3.Creating a Successional Salty Agriculture System with the wetland transformation over time
As the impact of SLR on coastal environment is an ever-change process, the fixed agricultural landscape planning is difficult to respond to coastal changes to survive and keep working in the future. The concrete coastal hard engineering infrastructures block the dynamic connection between landscape system and marine environment, and simultaneously with greater risk leading to increasing losses. Inspired by the strong adaptative capacity of wetlands to transform under SLR, the design hence improve the ability of transformation to provide agriculture with a motive force compatible with SLR. This coastal wetland-driven agriculture model would turn the risk of inundation to opportunities for future production.
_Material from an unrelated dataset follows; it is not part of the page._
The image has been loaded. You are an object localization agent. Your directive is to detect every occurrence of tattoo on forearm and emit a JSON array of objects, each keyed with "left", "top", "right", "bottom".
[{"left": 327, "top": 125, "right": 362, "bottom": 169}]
With sea level rising, successional salty agriculture model can create new value of agriculture, ecology and social culture by forming various agricultural systems, each of which has roles to perform and benefits each other within different submerging regions.
Based on traditional wetland reclamation agriculture model and the basic recommendations proposed in dynamic analysis, three key strategies are proposed to create the successional salty agriculture:
- Strategy A: land forming by natural sediment management
- a1) retreating existing farmlands to introduce sedimentation from the Pearl River into the existing agricultural region as sea level rising by disassembling the ridges;
- a2) accelerating the siltation of tidal flat by intercepting silt with artificial barriers and the roots of wetland;
- Strategy B: growing by wetland succession
- b1) building the frameworks of planting unit on the inundated tidal flats to replace them with salt marsh;
- b2) based on the frameworks of planting unit, establishing mangrove planting areas within saltmarsh after salt marsh has silted up to a sufficient height, and gradually replacing salt marsh in the high intertidal zone by limiting the photosynthesis of the spartina with mangrove canopy width, remaining the spartina that grows within the deeper inundated areas;
- Strategy C: farming by rotational aquaculture
- c1) reconstructing the frameworks of planting unit into the floating working platforms to harvest the salt marsh growing on the tidal flats for biogas power generation, pharmaceutical industry and feed production, and running aquaculture on the tidal flats where the salt marsh has been harvested; then, harvesting the salt marsh until it grows up again; repeating the above cycle to form a rotation of aquaculture and harvest;
- c2) forming the rotation of fishery and mangrove maintaining by developing fishery based on the shelter and nourishment provided by mangrove habitats, and implementing a seasonal fishing ban to scheduling researchers to maintain and study on wetlands;
- c3) emerging the tourism into the cycles of the various agricultural activities, and utilizing the floating working platforms as accommodations for visitors.
According to the above strategies, the existing agriculture would be transformed by taking following phases:
- phase 1: toward the tidal flat aquaculture in 2030 when sea level rise by 0.2m;
- phase 2: toward the rotational salt marsh aquaculture in 2050 when sea level rise by 0.5m;
- phase 3: toward the mix rotation of mangrove and saltmarsh agriculture in 2100 when sea level rise by 1m.